Biography
Gabriel M. Rebeiz (Fellow, IEEE) is a Professor of electrical and computer engineering at the University of California, San Diego. Prior to this appointment,
he was at the University of Michigan from 1988 to 2004. He received his Ph.D. from the California Institute of Technology. He has contributed to planar
mm-wave and THz antennas and imaging arrays from 1988-1996, and his group has optimized the dielectric-lens antennas, which is the most widely used
antenna at mm-wave and THz frequencies. Prof. Rebeiz’ group also developed 6-18 GHz and 30-50 GHz 8- and 16-element phased arrays on a single silicon
chip, making them one of the most complex RFICs at this frequency range. His group also demonstrated high-Q RF MEMS tunable fi lters at 1-6 GHz (Q> 200)

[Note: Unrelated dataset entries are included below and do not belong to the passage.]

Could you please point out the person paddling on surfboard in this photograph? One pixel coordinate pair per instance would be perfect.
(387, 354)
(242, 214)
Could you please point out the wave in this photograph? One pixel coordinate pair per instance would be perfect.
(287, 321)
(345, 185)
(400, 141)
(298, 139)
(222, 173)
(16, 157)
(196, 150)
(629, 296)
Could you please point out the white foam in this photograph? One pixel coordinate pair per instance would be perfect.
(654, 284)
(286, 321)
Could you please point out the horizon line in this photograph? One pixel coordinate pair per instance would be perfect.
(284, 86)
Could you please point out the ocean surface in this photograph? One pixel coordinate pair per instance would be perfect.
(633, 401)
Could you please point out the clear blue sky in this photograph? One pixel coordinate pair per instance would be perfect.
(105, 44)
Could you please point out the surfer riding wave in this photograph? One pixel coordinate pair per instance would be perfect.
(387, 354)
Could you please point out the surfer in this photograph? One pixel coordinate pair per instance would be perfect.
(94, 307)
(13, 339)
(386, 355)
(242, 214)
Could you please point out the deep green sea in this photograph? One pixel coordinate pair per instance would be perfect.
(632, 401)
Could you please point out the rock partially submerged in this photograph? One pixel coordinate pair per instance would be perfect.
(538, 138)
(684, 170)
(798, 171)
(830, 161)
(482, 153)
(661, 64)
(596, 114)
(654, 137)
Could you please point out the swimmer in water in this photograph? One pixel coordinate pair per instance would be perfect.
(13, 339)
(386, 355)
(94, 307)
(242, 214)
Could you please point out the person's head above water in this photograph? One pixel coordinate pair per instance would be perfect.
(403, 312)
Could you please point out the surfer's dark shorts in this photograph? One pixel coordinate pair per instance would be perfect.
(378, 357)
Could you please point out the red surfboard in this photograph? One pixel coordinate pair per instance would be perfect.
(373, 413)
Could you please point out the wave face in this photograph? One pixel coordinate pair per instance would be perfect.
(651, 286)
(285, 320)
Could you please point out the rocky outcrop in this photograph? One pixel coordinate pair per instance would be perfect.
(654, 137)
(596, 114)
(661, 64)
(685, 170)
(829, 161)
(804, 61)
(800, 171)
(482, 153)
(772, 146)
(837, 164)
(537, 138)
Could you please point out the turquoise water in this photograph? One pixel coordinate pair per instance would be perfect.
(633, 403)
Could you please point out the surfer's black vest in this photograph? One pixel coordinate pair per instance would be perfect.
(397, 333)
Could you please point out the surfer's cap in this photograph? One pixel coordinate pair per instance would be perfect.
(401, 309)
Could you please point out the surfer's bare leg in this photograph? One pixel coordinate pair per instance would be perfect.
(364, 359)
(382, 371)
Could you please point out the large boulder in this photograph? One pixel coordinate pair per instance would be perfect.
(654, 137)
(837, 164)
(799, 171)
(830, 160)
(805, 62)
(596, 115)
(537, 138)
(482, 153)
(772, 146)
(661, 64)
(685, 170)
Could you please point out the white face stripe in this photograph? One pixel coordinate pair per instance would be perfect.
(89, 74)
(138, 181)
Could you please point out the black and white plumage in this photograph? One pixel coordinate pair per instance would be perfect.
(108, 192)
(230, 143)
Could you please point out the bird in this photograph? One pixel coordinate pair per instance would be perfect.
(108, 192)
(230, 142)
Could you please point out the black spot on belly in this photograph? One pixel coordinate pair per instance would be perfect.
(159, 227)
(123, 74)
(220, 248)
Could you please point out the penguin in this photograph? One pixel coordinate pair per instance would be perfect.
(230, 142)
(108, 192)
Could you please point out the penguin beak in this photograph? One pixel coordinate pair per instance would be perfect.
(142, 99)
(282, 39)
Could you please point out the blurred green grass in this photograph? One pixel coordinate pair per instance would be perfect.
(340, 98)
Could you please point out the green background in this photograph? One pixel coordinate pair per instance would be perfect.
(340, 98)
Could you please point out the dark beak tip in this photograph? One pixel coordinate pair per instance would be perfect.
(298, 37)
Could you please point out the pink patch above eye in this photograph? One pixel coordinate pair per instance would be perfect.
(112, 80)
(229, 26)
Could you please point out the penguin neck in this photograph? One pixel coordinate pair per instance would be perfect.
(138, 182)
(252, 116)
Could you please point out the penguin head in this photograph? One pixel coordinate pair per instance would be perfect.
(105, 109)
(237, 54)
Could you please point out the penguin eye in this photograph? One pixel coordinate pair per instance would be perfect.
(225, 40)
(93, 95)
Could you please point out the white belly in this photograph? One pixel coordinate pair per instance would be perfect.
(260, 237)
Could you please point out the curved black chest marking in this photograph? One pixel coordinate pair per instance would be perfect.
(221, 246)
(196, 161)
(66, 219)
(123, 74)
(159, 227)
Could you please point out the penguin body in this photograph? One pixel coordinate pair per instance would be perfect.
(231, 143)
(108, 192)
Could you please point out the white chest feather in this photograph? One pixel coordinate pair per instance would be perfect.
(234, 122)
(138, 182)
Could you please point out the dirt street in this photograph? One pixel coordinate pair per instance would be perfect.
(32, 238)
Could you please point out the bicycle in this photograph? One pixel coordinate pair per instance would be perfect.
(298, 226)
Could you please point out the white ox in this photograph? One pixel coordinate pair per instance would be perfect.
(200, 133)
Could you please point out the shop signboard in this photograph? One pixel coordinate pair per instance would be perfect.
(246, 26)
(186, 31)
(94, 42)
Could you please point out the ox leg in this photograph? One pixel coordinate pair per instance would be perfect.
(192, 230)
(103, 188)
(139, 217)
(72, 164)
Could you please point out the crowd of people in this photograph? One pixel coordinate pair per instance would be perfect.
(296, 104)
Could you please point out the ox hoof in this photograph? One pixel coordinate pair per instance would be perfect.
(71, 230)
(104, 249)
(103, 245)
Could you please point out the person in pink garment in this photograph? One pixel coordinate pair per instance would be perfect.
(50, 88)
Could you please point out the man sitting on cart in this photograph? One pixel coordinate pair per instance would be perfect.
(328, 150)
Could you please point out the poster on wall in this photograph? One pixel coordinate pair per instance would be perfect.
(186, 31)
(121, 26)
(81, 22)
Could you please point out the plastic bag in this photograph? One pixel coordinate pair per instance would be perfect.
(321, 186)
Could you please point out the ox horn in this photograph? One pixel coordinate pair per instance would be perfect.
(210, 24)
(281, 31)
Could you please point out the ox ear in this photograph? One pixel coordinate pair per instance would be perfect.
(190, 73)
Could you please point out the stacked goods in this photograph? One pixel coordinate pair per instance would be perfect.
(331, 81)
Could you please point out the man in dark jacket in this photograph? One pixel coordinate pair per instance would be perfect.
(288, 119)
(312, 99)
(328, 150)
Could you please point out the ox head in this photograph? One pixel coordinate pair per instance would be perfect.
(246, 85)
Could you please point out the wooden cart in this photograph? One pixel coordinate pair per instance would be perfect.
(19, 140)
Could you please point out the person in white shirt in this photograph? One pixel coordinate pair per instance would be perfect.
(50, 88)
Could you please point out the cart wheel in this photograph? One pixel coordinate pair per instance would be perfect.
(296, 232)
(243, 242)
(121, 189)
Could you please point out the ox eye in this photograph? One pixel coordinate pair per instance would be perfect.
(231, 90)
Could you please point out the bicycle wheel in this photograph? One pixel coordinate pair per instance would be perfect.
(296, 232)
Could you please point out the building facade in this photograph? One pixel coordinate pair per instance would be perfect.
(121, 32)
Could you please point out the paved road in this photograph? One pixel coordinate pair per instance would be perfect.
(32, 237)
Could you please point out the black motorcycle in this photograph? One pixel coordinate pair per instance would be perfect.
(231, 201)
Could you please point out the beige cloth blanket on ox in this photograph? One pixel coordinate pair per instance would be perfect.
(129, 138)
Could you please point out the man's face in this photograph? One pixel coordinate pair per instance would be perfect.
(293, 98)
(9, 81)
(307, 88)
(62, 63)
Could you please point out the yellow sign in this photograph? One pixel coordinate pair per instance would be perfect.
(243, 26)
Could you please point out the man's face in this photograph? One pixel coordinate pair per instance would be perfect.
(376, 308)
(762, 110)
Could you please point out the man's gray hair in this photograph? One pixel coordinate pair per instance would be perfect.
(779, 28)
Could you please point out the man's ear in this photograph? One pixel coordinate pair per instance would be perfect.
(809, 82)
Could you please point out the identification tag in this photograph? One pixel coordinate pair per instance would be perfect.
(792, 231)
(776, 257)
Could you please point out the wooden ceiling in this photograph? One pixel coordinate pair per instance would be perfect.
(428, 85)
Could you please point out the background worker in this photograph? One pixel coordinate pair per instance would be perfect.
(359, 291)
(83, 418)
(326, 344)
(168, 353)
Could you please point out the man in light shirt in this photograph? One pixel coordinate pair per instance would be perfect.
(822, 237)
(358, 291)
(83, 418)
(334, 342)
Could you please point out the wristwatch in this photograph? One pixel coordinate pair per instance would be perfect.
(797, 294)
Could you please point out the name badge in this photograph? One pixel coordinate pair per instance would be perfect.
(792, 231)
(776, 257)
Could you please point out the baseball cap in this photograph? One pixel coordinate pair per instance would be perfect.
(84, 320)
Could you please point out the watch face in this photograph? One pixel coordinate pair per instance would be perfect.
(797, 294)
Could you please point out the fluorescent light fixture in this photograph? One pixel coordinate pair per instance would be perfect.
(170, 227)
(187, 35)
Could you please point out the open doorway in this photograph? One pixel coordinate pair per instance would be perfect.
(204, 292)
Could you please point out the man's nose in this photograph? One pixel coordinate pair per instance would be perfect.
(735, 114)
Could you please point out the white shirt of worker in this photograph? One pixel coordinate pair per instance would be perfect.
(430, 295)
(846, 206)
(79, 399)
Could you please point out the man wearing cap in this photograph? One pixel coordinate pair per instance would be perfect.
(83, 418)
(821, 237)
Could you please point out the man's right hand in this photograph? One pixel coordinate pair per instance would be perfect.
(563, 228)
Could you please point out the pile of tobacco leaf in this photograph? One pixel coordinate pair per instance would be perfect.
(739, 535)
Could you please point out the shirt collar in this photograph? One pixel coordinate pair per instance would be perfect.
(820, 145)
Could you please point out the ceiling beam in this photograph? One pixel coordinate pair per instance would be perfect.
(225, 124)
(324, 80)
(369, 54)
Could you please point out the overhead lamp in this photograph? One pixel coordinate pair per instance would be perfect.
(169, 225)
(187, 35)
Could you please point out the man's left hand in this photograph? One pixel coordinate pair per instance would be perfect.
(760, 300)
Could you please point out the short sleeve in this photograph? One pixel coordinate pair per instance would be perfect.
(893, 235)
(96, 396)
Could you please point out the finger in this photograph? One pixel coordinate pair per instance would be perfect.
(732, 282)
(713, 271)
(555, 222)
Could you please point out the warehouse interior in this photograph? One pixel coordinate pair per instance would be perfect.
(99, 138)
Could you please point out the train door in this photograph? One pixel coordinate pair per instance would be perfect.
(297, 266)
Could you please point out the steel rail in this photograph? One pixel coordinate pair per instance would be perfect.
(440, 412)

and the new angular-based RF MEMS capacitive and metal-contact switches. As a consultant, he developed the USM/ViaSat 24 GHz single-chip automotive
radar, phased arrays operating at X, Ku-Band and W-band for defense and commercial applications, the RFMD RF MEMS switch and the Agilent RF MEMS
switch.
Prof. Rebeiz is an IEEE Fellow, an NSF Presidential Young Investigator, an URSI Koga Gold Medal Recipient, the IEEE MTT 2003 Distinguished Young Engineer,
and is the recipient of the IEEE MTT 2000 Microwave Prize and the IEEE MTT 2010 Distinguished Educator Award. He also received the 1998 Eta-Kappa-Nu
Professor of the Year Award and the 1998 Amoco Teaching Award given to the best undergraduate teacher at the University of Michigan, and the 2008
Teacher of the Year Award at the Jacobs School of Engineering, UCSD. His students have won a total of 19 best paper awards at IEEE MTT, RFIC and AP-S
conferences. He has been an Associate Editor of IEEE MTT, and a Distinguished Lecturer for IEEE MTT and IEEE AP. He leads a group of 20 Ph.D. students and
5 Post-Doctoral Fellows in the area of mm-wave RFIC, microwaves circuits, RF MEMS, planar mm-wave antennas and terahertz systems, and is the Director of the UCSD/DARPA Center on RF MEMS Reliability and Design Fundamentals. He is the author of the book, RF MEMS: Theory, Design and Technology, Wiley (2003).